Once upon a time, the father of my current partner and mother of my child sent me a book about the Soviet Union, the US, the Pope, and a Satanic conspiracy to end the world. It was called Keys of This Blood, by Malachi Martin. Perhaps if I'd come across the book while there was still a Soviet Union to consider, I would have taken it more seriously. But it was an awful book.
Well he's in town, attending to the expected expansion of the family, and Tig is keeping me separated from that process (fair enough). However, she was trying to explain something to her father about the baby's future, and religion was part of the stake.
So he made her an offer to convey to me.
He will abandon his faith (SDA) and give me $1,000 if I can prove that the Christian sabbath is appropriately not Saturday.

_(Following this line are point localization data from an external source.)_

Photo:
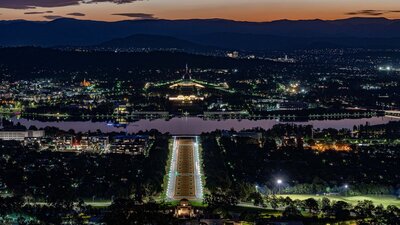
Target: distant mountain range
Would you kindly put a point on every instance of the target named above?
(205, 34)
(154, 42)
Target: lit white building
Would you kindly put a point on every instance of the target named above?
(20, 135)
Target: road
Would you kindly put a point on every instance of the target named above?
(185, 173)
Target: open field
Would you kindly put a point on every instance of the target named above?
(385, 200)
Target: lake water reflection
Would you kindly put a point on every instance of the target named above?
(195, 125)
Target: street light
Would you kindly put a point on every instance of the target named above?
(279, 183)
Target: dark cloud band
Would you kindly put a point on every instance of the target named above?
(31, 4)
(139, 16)
(371, 12)
(76, 14)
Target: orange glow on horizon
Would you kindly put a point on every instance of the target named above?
(240, 10)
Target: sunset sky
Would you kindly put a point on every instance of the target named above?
(244, 10)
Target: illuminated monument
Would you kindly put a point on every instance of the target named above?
(188, 89)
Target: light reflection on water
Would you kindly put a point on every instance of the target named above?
(195, 125)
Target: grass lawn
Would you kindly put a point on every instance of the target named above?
(385, 200)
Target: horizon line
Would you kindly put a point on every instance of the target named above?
(215, 18)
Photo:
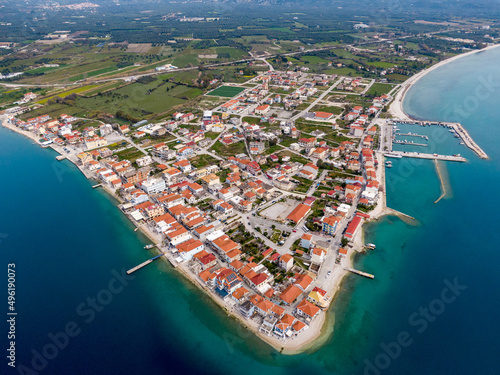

I'm hoping desperately that the terms of the issue have been conveyed to me incorrectly. On the one hand, such is an expected result when Tig tells me these things. To the other is the fact that I don't contest the Sabbatarian aspect of Seventh-Day Adventism; even the witches' sabbat is Saturday.
But what does that really have to do with anything? What I'm actually preparing for in these terms will be attempts to baptize my child into Christianity. I could care less what day one goes to church; I think the whole thing is detrimental.
But this is a common thing to me. I would ask the questions as such:
• Why is it that Christians will stake faith on irrelevant issues? (e.g. the day of the Sabbath is among the least important considerations.)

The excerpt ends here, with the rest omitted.